The first step was to update the trainer to be able to select entries randomly, with 0.5 probability. This is to be compared with the normal procedure, which is to select the even entries. Then we chose a particular channel for the variability study, tqb muon, combining 1 and >1 tags, and created 99 independent pairs of decision trees to separate the tqb data from the background sources wbb and lepjets.
Each tree is characterized by the efficiency plot: for a given cut on signal efficiency, what is the background contamination? The following plots show all 198 trees.

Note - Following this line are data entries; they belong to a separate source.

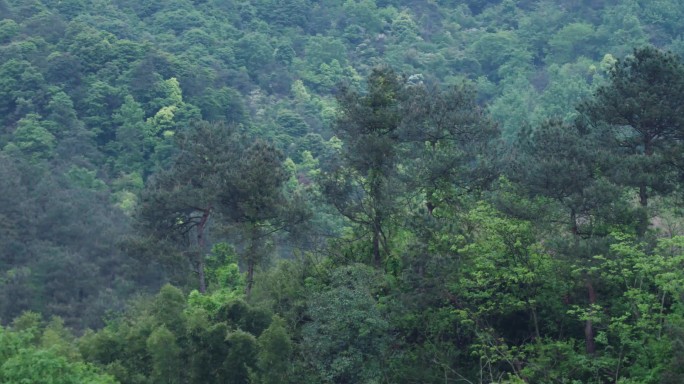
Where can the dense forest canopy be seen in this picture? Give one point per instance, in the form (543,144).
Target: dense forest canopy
(344,191)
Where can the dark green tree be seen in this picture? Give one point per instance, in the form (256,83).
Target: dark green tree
(368,124)
(179,202)
(641,106)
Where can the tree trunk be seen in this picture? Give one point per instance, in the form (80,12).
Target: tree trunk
(643,193)
(589,328)
(201,245)
(253,256)
(250,277)
(377,258)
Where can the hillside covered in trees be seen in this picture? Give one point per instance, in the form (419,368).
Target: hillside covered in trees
(359,191)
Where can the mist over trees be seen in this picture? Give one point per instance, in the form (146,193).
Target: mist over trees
(357,191)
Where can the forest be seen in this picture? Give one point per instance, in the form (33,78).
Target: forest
(341,191)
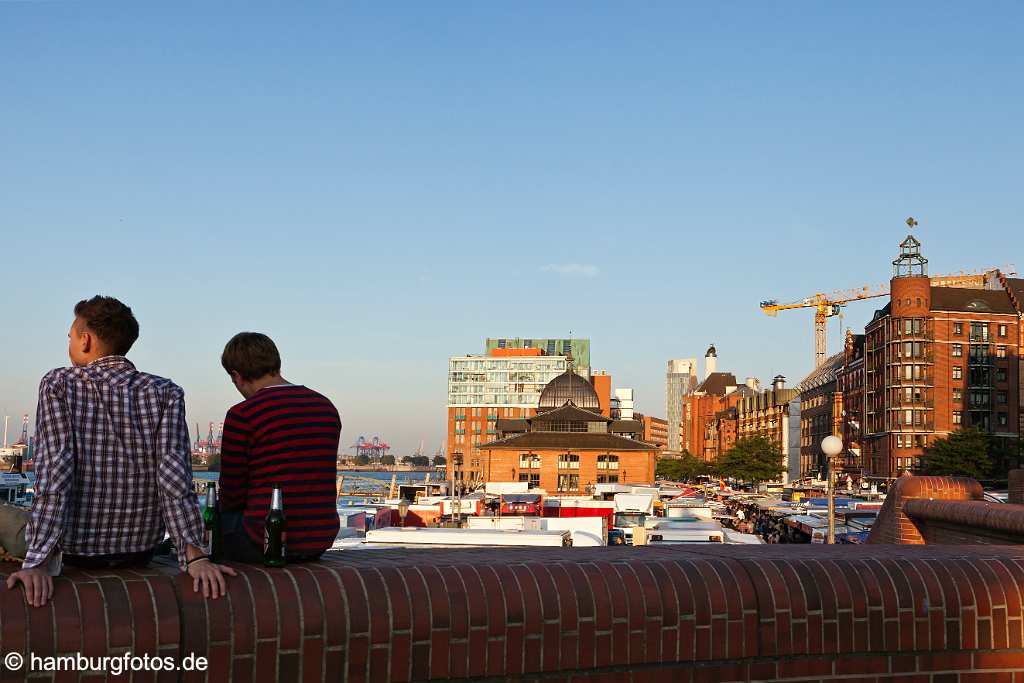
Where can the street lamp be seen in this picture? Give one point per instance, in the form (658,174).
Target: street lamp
(832,446)
(402,511)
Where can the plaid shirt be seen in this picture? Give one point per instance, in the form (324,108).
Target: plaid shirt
(113,465)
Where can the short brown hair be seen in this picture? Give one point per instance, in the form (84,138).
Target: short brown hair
(252,355)
(111,321)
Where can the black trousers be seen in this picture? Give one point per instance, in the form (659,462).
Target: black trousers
(240,547)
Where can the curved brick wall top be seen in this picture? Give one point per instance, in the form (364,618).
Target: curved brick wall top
(1003,521)
(685,612)
(893,525)
(1016,486)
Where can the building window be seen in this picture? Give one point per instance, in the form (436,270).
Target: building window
(568,482)
(568,461)
(529,461)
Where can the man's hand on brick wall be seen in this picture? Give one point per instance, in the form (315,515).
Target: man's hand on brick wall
(38,585)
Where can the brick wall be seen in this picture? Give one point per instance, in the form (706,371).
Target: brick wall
(1016,486)
(683,613)
(944,510)
(894,525)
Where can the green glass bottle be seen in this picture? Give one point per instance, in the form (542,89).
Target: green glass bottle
(274,531)
(211,520)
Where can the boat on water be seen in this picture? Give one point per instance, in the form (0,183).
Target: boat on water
(15,488)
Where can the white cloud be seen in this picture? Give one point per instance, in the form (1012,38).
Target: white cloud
(573,269)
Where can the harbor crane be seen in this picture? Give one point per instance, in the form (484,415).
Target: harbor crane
(828,305)
(825,306)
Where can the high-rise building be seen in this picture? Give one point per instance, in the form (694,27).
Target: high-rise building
(622,404)
(681,380)
(578,348)
(505,383)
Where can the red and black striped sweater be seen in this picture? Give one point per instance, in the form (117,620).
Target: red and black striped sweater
(284,436)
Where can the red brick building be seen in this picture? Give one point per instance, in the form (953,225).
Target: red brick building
(820,414)
(937,358)
(702,407)
(568,445)
(850,385)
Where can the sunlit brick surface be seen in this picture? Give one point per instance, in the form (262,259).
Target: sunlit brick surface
(691,612)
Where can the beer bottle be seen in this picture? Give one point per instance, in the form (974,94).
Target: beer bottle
(211,520)
(274,531)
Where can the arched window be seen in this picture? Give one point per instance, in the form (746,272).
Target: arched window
(529,461)
(568,461)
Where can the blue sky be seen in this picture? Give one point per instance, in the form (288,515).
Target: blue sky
(380,185)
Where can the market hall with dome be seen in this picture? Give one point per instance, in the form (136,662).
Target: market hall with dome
(569,444)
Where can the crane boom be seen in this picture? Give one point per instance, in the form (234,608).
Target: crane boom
(825,306)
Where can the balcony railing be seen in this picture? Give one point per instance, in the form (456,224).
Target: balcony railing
(902,336)
(926,426)
(902,381)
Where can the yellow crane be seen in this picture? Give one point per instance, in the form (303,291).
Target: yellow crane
(825,306)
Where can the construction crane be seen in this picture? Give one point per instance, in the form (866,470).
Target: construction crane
(828,305)
(825,306)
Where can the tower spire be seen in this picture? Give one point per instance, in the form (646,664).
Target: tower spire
(910,263)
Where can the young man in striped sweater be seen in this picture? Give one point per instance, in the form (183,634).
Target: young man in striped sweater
(284,435)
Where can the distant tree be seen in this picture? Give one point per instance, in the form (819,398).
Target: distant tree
(963,453)
(685,468)
(1006,454)
(756,459)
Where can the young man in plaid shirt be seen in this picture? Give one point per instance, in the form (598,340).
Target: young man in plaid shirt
(113,463)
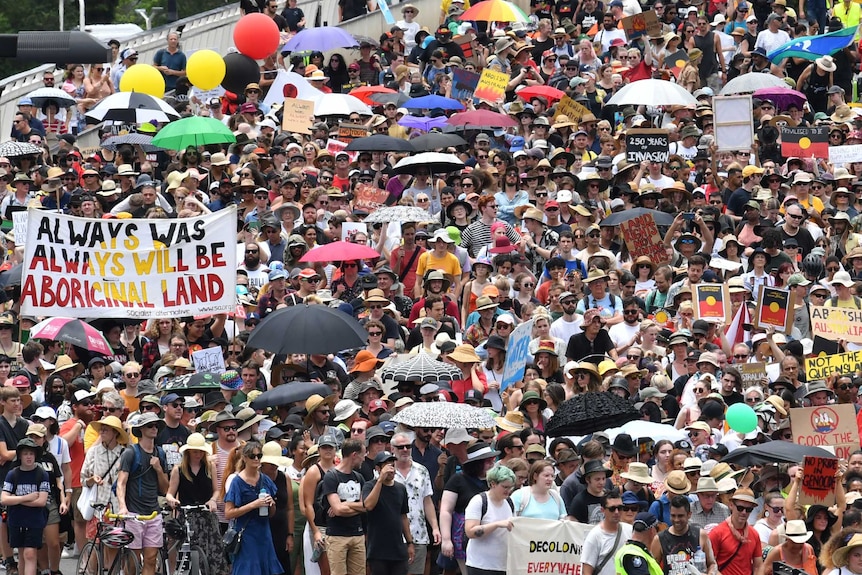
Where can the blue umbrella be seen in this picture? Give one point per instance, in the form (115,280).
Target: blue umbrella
(433,101)
(320,39)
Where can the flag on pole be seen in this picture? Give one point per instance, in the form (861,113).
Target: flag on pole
(813,47)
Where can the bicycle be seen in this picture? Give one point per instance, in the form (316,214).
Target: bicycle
(110,535)
(190,557)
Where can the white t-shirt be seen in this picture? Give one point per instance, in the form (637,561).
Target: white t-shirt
(489,551)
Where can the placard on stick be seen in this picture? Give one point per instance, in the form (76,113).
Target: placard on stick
(647,144)
(711,302)
(774,308)
(818,481)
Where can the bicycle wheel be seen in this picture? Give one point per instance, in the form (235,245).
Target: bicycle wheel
(90,561)
(126,563)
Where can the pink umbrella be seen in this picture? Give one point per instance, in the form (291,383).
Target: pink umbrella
(72,331)
(339,252)
(483,118)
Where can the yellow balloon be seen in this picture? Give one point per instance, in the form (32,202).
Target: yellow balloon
(143,78)
(205,69)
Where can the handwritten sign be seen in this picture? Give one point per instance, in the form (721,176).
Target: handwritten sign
(492,85)
(208,360)
(647,144)
(774,308)
(818,481)
(131,268)
(643,24)
(711,302)
(643,238)
(828,426)
(298,116)
(821,367)
(834,323)
(516,358)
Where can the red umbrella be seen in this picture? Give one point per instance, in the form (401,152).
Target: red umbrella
(364,93)
(482,118)
(339,252)
(549,92)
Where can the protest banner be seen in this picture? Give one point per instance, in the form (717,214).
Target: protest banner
(545,546)
(827,426)
(822,366)
(298,116)
(774,308)
(846,154)
(834,323)
(711,302)
(643,24)
(805,142)
(464,83)
(208,360)
(368,198)
(492,85)
(818,481)
(133,268)
(518,352)
(647,144)
(643,238)
(752,373)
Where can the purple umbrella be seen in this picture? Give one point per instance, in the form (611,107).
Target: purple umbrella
(782,97)
(422,123)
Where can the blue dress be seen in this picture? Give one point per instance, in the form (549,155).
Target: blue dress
(256,553)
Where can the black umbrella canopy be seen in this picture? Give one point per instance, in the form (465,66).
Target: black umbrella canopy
(290,393)
(308,329)
(773,452)
(590,412)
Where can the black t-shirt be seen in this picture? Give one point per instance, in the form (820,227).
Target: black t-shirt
(385,540)
(348,488)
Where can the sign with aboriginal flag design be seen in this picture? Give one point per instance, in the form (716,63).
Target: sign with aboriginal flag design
(805,142)
(711,302)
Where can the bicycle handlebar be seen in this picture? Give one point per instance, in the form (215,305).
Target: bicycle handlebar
(149,517)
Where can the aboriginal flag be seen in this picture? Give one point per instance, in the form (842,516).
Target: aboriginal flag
(805,142)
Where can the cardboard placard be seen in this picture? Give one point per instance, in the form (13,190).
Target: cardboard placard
(492,85)
(643,24)
(643,239)
(774,308)
(823,366)
(834,323)
(711,302)
(828,426)
(818,481)
(298,116)
(752,373)
(647,144)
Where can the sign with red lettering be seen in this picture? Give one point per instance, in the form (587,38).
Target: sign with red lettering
(643,239)
(827,426)
(818,481)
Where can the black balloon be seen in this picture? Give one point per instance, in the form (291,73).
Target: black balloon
(240,71)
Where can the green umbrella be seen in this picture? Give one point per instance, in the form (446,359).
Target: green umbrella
(193,131)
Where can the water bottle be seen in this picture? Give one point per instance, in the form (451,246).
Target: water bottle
(699,559)
(264,511)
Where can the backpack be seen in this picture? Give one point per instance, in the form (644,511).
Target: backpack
(138,470)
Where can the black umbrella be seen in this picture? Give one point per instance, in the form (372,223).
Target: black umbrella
(290,393)
(617,218)
(192,383)
(590,412)
(308,329)
(436,141)
(380,143)
(773,452)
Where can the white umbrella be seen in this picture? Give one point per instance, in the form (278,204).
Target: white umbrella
(652,93)
(304,90)
(340,105)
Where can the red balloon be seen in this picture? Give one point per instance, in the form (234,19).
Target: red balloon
(256,35)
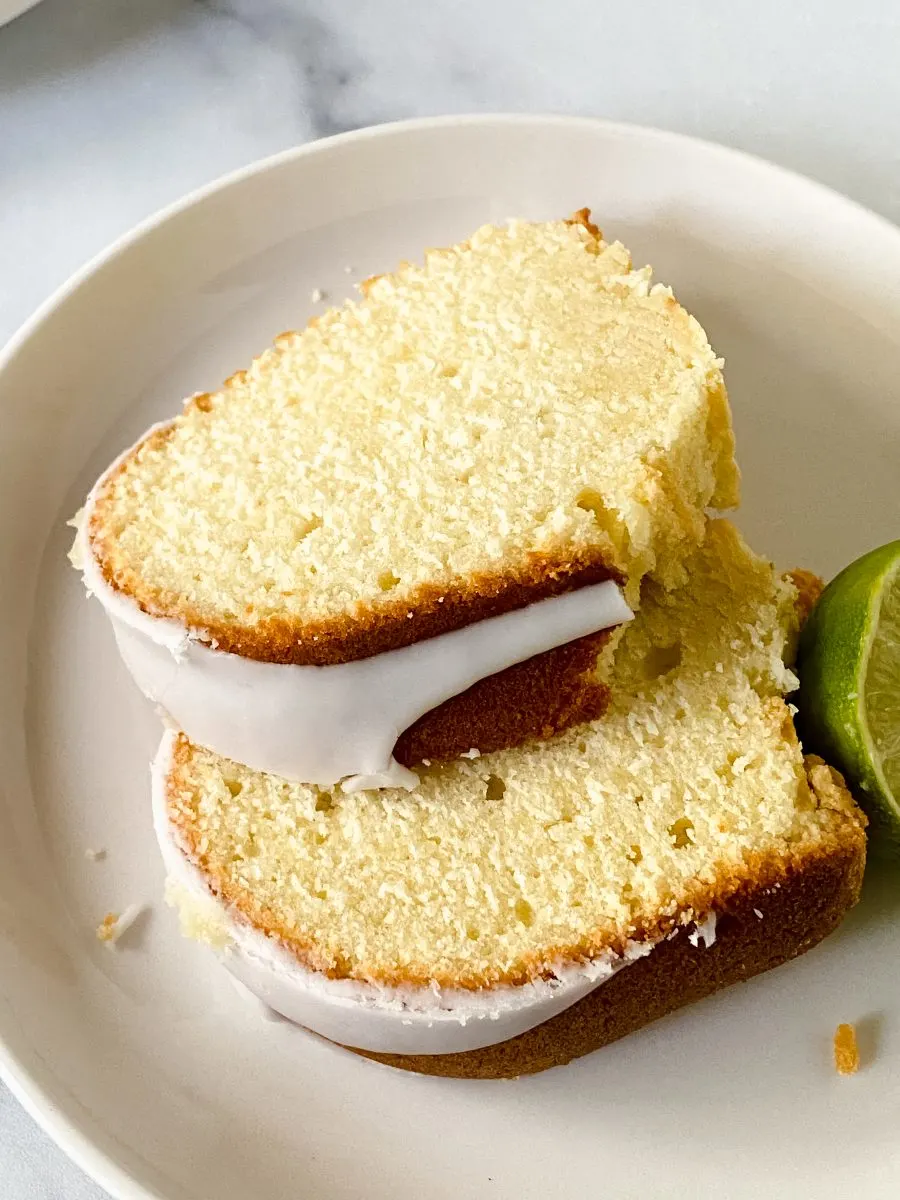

The full distribution is on the left, with a histogram of the background variation for a cut at 0.7 on the right. The discrete nature of our DT filters is apparent. As is known, the wbb separation is harder, and apparently the fluctuations slightly larger, than for lepjets.
Then the 99 pairs of trees were used to make 99 2-d likelihood histograms in the usual way, and each histogram analyzed to obtain expected (from the MC data only) and actual (from the actual data) limits. The distributions for expected, expected with systematics, and actual with systematics are shown next.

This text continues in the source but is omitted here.